October 3, 2017
During my internship last spring, I spent some time fact-checking.
As a journalist, I’m used to doing this; it’s a vital part of my job. But it can be tedious when you have to do it for someone else.
After making some spelling and grammatical errors in an article I had written, my editor gave me an exercise in using a color-coded system to check names, addresses, dates and basic facts in a few articles.
I wasn’t happy to do such a tedious task, but in the end it was worth it.
I took what I learned to be more accurate in my own writing, and I was able to pass this skill to my staff at The Scribe.
Luckily, I received class credit for my time, but I wouldn’t have been able to be an intern if I didn’t have another job to pay my expenses. However, not all students have the time or money to devote to an internship, especially one that is unpaid.
Internships are a privilege and in some industries, like journalism, they are an important element to a student’s success in their career field. For those companies who are not able to pay or offer class credit, those same students won’t gain that experience outside of the classroom.
This is why companies should be cognizant of how they can compensate students either by class credit or an hourly wage.
The opportunity cost of taking an unpaid internship is high in comparison to taking one that is paid.
Consider students who pay their own rent, gas, car expenses, living expenses – you name it. Money is a necessity to get by, and an unpaid internship won’t pay the bills.
Even a minimum wage salary would help alleviate this; according to CNBC, the typical summer intern who works 40 hours a week for 12 weeks would earn $3,480 before taxes. This type of compensation may be small, but for some, it can go a long way.
A couple arguments should be considered when it comes to whether or not companies should pay their interns.
Those who support unpaid internships argue that the experience is valuable to put on a resume and advance in one’s career.
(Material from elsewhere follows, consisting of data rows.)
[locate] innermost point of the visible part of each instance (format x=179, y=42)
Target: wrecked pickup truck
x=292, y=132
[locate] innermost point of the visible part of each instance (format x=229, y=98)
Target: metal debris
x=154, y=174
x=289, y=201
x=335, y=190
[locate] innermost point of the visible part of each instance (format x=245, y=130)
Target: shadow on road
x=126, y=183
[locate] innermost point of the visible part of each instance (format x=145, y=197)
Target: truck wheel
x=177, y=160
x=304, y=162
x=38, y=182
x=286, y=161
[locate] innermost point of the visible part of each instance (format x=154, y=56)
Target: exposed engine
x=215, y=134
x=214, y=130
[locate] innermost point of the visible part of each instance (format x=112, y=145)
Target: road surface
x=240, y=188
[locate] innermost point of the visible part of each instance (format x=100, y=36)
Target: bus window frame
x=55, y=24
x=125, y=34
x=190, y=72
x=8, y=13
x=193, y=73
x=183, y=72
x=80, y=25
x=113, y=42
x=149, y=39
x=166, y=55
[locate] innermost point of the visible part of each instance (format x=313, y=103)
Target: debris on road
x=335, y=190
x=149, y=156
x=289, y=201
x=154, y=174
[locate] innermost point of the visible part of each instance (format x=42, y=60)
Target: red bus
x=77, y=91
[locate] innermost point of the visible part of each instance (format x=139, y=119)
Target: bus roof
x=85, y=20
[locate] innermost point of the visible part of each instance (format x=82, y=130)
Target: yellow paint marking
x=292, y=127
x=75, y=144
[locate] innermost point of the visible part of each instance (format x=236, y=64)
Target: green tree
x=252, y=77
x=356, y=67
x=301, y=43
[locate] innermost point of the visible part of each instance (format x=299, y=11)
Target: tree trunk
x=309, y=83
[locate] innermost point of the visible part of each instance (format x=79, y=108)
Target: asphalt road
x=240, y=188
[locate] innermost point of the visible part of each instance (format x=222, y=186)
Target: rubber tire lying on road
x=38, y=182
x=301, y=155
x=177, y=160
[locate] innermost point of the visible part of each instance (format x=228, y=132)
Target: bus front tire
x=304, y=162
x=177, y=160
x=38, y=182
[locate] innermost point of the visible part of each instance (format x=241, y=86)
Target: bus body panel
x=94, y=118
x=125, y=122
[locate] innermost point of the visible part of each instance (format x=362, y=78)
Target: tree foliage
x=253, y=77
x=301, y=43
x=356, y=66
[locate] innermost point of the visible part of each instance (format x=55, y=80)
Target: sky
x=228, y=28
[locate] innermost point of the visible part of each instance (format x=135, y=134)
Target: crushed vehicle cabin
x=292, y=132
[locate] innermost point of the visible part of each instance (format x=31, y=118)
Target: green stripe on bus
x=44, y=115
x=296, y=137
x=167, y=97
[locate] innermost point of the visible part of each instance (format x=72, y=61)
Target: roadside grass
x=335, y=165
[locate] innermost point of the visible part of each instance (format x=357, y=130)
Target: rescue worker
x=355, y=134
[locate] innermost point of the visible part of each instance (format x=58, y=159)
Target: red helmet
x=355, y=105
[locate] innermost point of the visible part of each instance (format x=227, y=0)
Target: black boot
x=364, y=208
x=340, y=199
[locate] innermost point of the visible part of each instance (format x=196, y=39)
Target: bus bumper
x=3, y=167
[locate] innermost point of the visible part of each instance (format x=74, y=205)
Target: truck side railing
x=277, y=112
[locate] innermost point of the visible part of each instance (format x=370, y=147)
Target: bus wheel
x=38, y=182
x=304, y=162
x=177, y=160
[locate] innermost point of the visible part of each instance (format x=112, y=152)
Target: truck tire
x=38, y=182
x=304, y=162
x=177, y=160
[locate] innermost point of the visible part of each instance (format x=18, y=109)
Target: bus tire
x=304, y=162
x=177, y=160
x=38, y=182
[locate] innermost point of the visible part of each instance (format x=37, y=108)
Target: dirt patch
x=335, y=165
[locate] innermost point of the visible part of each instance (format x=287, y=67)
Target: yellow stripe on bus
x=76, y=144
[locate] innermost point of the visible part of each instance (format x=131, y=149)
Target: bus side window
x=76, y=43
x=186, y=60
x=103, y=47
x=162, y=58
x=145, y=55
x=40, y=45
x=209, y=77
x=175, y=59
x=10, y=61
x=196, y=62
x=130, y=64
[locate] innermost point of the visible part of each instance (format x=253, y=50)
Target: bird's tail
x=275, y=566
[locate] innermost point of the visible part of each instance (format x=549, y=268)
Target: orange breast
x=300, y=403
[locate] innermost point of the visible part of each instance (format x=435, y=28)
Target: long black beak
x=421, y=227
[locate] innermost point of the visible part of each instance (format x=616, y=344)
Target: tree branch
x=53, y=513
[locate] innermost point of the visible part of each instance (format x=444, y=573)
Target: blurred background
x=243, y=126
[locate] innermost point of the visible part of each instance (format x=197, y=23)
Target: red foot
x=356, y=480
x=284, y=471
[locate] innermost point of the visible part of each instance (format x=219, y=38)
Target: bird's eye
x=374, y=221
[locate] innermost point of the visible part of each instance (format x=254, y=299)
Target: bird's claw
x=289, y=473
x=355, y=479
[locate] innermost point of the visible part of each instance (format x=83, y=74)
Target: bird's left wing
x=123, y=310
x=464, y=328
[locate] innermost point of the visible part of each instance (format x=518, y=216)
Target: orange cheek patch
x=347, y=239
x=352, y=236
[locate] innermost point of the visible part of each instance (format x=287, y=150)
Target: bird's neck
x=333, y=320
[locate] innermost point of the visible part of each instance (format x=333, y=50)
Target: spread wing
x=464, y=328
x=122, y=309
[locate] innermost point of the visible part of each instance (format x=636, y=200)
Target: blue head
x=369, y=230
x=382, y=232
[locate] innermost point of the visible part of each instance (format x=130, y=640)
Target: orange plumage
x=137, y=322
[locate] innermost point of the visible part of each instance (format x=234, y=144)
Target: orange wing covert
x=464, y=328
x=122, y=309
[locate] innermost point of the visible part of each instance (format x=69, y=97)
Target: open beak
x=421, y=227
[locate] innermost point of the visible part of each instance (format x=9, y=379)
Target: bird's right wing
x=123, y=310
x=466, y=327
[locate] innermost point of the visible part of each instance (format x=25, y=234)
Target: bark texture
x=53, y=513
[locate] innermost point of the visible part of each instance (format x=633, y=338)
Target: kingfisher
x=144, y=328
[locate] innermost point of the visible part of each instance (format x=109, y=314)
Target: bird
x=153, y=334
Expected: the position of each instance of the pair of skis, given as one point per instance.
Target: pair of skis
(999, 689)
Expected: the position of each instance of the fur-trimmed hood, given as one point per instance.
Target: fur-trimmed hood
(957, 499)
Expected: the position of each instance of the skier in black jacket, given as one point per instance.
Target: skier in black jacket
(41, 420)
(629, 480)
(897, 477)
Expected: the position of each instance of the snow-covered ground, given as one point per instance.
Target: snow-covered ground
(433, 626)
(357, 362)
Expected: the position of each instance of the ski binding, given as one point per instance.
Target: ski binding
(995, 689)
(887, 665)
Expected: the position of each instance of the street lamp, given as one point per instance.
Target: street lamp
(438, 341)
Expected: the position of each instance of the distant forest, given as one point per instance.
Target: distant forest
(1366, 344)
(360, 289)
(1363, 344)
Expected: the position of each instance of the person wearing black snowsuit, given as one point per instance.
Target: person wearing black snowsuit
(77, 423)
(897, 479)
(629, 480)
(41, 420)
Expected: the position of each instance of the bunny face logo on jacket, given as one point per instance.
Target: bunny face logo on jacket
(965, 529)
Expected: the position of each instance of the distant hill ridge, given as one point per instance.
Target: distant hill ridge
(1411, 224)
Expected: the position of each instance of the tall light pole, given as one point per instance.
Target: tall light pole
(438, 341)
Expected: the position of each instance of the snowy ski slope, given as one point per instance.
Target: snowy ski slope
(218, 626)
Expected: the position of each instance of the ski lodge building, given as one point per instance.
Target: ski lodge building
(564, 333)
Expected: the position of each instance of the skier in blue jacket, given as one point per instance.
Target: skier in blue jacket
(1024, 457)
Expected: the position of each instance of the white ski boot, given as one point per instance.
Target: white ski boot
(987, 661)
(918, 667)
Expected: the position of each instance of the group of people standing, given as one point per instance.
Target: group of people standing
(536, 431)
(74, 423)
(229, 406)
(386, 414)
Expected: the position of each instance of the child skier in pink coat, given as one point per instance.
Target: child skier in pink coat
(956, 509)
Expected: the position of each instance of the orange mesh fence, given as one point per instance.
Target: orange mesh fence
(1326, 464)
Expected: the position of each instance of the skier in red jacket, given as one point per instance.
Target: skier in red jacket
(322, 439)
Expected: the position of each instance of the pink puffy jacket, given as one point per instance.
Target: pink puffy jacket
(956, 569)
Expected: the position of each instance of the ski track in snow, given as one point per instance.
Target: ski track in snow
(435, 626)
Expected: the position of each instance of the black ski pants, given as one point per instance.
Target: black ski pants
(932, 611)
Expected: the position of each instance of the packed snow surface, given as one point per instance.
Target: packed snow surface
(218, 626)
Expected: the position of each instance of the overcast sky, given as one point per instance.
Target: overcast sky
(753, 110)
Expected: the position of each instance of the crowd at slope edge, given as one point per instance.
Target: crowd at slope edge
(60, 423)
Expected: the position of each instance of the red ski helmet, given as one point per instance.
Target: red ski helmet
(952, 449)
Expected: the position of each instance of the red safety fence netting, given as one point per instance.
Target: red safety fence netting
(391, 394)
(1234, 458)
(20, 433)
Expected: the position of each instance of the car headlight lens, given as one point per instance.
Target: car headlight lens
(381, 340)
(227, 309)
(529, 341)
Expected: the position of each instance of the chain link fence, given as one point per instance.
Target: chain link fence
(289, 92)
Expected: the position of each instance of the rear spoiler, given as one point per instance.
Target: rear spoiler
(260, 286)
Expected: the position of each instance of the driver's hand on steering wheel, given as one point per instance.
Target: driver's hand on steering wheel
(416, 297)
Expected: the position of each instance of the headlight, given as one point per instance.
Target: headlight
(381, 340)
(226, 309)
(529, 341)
However, according to a 2014 article by Forbes Magazine, opponents of unpaid internships say that companies are able to exploit students, take entry-level jobs away from qualified applicants and favor those who don’t need to make money to survive.
To me, it seems that the ladder is true.
Data on how many paid and unpaid interns there are in the U.S. doesn’t exist, according to ProPublica, so it’s hard to compare how many students take these opportunities.
But it’s important to know that internships are regulated depending upon where you want to work, but these rules differ.
Non-profits at times pay a “stipend” for “volunteer work,” according to the National Council of Nonprofits.
And according to the U.S. Department of Labor, those who want to work in the public sector, unpaid internships are permissible, and students volunteer without the expectation to get paid.
For students who look to intern in the private sector, their internship must be educational, must not directly benefit their employer and does not replace existing workers, according to U.S. News & World Report in 2016.
That should mean you aren’t going on a Starbucks run for the whole office and taking out the trash. But it sometimes doesn’t.
These rules can be ignored by companies like Conde Nast, the media company responsible for magazines like Teen Vogue, Allure and The New Yorker, which came under fire in 2015 after a group of interns accused the conglomerate of underpaying them. Ultimately, the company won $5.85 million.
The point is that if students, who are juggling a variety of responsibilities on top of interning, dedicate their time to working for your company, you should find a way to compensate them.
The experience is invaluable if you can afford it. But it’s a privilege that many can’t.